Kain tenun ikat pada umumnya dibuat dengan cara yang sangat khas, yaitu dengan menyusun benang tenun dengan cara tertentu dimana motif yang muncul merupakan hasil dari penempatan susunan benang pakan (horizontal) yang diberi warna tertentu. Namun demikian ada juga kain tenun ikat yang motifnya muncul sebagai hasil dari susunan pewarnaan pada benang lusi (vertikal) dan pakan (horizontal).

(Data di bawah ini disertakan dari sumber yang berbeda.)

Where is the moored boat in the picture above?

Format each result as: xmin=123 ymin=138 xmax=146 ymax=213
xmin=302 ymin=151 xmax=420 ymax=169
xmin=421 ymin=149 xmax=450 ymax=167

Kain tenun ikat yang demikian disebut dengan kain tenun ikat dobel. “Kain tenun ikat jenis ini biasanya dijual dengan harga yang relatif lebih tinggi dibandingkan dengan kain tenun ikat biasa karena proses pembuatannya membutuhkan ketelitian yang sangat tinggi dan perhitungan yang tepat. Karena itu pula, proses pembuatan kain tenun ikat dobel ini biasanya membutuhkan waktu yang cukup lama,” jelas Adnyana sembari menjelaskan kain tenun ikat dobel yang cukup terkenal di Bali adalah kain tenun ikat Pegeringsingan yang dibuat oleh para perajin di Karangasem.

Banyak Berinovasi
Dalam perjalanannya, Adnyana tidak berhenti pada memproduksi kain tenun saja, namun sudah banyak berinovasi mengembangkan produknya. Seperti tehnik penggunaan air brush pada motif dan pewarnaan, kain songket gaya Gianyar dan kini akan memadukan kain endek dengan songket dan batik.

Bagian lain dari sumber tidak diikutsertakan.